Returning to Rossini, the reason for his pen running dry has been the subject of much open-ended speculation: his creative juices were running low; changes to grander operatic styles and spectacles didn’t suit him; the death of his mother in 1827 affected his health, as did his long acquaintance with gonorrhea.
Maybe the answer lies in Rossini’s simple desire to put his feet up when he himself wanted to, and not when other people expected it to happen. Maybe you’ve experienced that sentiment yourself.
And so to Modest Mussorgsky, who gets put on the spot by Peter Breiner, the conductor and arranger who wears both hats in his upcoming recording of Mussorgsky’s Pictures at an Exhibition (Naxos 8.573016). Originally written for piano solo, the work has subsequently been adapted for orchestra and other instrumental groups by numerous arrangers.
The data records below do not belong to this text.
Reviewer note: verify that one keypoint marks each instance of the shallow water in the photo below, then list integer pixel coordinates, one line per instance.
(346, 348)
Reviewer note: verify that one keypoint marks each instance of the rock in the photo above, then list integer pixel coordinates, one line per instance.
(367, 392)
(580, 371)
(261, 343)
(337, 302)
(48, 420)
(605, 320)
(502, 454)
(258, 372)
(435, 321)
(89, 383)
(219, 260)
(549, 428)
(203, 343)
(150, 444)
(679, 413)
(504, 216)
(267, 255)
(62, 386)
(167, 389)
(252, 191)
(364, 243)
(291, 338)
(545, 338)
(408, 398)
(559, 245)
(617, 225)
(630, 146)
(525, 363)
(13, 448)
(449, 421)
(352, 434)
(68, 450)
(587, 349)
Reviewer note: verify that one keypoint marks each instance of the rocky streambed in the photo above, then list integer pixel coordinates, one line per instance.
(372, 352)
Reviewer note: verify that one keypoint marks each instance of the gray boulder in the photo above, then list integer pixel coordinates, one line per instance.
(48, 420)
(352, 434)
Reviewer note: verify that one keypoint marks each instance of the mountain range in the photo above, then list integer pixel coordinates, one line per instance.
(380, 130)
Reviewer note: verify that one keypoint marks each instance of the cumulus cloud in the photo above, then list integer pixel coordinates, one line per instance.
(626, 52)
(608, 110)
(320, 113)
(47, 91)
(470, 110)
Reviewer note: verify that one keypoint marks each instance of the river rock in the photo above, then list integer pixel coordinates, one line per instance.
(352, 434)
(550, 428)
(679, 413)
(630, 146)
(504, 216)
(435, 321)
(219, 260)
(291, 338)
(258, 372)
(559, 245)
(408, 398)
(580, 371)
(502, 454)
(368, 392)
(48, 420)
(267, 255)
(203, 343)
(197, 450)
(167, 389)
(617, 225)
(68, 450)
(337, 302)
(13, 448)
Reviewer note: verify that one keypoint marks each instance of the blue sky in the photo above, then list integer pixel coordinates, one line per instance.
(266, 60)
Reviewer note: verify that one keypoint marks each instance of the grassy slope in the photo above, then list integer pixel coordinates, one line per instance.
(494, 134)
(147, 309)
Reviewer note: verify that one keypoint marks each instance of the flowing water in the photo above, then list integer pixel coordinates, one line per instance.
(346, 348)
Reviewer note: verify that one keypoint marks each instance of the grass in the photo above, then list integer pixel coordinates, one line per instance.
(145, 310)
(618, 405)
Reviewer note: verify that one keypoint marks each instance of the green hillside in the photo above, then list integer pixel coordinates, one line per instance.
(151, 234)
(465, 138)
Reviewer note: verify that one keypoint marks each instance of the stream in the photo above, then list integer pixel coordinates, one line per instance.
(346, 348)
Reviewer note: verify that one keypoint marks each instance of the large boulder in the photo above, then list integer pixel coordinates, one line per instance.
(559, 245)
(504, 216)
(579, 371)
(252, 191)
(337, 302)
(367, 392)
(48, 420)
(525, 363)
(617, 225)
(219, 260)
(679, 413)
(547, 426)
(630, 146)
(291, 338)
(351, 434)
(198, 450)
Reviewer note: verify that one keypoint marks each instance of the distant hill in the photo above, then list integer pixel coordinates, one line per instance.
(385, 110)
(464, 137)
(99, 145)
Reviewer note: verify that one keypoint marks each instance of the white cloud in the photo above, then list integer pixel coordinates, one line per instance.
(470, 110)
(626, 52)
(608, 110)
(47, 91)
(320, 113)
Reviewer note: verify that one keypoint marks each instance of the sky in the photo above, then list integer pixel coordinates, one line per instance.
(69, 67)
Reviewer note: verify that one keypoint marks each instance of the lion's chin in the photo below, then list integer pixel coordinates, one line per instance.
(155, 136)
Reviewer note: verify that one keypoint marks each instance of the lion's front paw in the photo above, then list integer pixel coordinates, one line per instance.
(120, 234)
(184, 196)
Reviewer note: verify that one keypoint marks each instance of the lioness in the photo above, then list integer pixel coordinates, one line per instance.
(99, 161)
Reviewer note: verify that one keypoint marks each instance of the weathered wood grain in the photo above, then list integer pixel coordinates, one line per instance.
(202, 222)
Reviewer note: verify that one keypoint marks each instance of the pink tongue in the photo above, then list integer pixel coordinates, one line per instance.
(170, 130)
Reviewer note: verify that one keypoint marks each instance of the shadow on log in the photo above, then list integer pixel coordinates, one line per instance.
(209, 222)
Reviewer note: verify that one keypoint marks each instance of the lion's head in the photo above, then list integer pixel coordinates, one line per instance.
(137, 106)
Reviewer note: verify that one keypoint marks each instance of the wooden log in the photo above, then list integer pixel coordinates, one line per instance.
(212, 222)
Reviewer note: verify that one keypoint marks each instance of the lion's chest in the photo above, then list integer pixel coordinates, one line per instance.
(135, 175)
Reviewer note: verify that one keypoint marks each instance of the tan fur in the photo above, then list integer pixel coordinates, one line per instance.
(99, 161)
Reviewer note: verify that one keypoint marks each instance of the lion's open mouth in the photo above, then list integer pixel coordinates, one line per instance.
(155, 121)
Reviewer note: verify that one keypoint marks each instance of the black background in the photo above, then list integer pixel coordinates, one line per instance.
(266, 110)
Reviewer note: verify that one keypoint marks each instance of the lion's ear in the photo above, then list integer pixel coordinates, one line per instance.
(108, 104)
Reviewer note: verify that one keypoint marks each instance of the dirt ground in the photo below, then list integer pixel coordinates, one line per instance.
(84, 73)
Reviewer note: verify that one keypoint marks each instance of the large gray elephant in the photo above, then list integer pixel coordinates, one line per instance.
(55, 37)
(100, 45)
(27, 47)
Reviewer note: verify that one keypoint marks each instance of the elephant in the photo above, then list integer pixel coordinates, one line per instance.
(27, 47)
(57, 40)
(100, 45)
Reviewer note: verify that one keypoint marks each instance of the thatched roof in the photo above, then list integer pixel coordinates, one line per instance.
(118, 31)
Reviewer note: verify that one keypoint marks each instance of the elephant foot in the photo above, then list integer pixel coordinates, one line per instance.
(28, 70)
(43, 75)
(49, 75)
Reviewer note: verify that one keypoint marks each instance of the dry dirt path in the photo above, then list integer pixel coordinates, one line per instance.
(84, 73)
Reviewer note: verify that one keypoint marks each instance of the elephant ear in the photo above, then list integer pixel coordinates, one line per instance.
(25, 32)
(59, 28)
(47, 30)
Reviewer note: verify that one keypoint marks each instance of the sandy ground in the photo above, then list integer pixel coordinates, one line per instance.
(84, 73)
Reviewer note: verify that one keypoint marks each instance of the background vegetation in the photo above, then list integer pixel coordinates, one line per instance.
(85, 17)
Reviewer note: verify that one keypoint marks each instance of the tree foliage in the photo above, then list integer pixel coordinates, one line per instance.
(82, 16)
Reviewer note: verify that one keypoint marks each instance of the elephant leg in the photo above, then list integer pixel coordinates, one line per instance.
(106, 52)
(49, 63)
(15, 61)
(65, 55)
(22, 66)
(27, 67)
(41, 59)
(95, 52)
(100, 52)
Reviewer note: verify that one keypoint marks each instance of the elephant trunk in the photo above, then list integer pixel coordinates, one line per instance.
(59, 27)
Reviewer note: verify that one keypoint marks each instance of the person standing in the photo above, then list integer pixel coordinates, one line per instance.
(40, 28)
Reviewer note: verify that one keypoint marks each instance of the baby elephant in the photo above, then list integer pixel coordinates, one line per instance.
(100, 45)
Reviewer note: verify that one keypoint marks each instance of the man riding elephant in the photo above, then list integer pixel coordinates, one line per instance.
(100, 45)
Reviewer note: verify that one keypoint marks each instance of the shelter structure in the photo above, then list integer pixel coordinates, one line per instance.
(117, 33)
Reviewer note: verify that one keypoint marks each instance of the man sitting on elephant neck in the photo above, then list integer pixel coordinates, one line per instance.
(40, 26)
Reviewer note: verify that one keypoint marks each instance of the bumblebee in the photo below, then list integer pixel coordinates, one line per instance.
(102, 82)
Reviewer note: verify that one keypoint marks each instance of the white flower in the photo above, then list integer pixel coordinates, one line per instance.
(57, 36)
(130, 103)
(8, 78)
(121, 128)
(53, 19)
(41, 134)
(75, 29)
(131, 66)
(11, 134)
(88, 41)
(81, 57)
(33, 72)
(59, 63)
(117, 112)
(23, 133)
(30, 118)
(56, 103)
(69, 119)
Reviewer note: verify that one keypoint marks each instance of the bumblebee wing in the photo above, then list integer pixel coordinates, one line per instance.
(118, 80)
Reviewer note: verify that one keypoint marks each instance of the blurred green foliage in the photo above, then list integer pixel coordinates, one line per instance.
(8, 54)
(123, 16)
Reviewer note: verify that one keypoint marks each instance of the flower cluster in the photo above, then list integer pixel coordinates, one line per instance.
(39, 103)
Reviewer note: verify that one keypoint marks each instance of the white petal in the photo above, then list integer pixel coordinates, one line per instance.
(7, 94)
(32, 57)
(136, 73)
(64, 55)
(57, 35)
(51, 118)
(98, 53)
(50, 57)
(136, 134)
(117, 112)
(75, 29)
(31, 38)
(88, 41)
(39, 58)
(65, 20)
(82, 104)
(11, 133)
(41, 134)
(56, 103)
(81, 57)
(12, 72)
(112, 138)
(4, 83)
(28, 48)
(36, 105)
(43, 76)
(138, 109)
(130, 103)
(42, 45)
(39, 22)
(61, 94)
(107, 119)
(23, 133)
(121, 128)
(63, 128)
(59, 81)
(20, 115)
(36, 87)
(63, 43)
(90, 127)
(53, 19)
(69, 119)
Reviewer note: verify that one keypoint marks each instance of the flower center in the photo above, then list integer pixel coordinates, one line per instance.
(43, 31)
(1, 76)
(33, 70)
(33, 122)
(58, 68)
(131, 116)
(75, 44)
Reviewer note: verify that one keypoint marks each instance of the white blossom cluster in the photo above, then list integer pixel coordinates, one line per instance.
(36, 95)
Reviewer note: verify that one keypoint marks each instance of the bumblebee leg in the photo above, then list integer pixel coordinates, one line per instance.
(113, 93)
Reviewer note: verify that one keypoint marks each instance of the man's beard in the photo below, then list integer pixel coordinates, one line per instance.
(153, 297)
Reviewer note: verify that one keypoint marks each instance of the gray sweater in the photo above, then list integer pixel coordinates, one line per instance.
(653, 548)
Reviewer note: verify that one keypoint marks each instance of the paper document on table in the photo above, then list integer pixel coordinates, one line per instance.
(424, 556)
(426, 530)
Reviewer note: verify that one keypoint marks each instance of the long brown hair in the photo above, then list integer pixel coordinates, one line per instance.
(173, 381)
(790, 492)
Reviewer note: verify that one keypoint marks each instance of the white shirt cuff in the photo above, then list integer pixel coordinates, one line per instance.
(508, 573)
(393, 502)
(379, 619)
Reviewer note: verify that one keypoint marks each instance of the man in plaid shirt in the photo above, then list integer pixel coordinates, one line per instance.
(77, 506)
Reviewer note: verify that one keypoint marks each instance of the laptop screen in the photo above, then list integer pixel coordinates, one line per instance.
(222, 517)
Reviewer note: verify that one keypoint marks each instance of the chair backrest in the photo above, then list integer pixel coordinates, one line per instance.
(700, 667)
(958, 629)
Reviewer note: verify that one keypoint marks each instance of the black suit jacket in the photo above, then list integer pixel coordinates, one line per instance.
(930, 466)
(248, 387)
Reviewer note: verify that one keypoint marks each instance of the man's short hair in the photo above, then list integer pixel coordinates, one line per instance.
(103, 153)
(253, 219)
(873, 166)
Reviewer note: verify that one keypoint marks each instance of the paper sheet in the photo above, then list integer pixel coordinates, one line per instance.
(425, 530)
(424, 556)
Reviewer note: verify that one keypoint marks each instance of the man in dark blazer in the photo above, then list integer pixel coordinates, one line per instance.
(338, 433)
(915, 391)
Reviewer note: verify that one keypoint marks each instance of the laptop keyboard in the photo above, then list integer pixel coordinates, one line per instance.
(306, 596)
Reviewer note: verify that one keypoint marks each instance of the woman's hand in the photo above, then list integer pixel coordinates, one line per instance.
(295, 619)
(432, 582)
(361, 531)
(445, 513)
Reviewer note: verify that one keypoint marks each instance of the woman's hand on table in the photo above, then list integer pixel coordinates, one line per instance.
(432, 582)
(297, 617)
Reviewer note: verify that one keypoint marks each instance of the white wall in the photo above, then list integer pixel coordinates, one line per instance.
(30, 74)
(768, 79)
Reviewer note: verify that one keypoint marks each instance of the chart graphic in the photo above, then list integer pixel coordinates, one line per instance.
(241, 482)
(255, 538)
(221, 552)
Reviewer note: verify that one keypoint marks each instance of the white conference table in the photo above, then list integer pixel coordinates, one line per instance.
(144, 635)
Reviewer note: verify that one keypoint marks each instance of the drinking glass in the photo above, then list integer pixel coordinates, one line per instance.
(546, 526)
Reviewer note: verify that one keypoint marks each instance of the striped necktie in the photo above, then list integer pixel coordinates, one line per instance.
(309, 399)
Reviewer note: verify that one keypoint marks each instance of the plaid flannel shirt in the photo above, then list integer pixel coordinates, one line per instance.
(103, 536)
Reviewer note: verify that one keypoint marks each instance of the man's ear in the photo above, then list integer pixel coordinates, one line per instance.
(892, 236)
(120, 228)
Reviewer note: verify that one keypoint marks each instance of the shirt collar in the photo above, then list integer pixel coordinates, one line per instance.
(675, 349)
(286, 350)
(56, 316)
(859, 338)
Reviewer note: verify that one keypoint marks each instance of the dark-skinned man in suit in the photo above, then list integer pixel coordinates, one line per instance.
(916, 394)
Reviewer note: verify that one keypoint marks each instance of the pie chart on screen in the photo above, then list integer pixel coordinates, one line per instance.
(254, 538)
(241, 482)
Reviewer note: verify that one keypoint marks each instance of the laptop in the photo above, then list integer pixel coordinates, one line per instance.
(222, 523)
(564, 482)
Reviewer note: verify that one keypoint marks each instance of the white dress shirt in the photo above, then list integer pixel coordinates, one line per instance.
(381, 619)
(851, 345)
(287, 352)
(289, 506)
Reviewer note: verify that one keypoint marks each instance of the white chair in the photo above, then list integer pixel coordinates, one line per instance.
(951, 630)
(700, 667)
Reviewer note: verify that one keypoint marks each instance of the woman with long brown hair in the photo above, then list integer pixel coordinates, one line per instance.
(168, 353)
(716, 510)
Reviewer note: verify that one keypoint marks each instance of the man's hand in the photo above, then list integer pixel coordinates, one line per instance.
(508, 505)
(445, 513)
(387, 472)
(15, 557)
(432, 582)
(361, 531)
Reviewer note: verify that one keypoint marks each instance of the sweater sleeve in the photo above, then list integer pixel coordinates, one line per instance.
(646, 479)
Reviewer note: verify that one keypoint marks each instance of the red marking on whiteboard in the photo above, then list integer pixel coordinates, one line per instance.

Naxos artist Leonard Slatkin made an intriguing compilation of the 16 movements in makeovers by 13 arrangers (Naxos 8.570716), with the last movement retaining the services of the most famous of them all, Maurice Ravel.
It’s an ironic speculation that, had he written it for orchestra, the work would have ended up in legions of arrangements for piano. If you know Mussorgsky only by the portrait of him later in life, bearing all the hallmarks of alcoholism, it’s tempting to think that he simply couldn’t be bothered; that he’d leave the hard work up to others, and that he was too busy looking for the corkscrew.
Which pre-empts Breiner’s second question: “What are we drinking tonight?”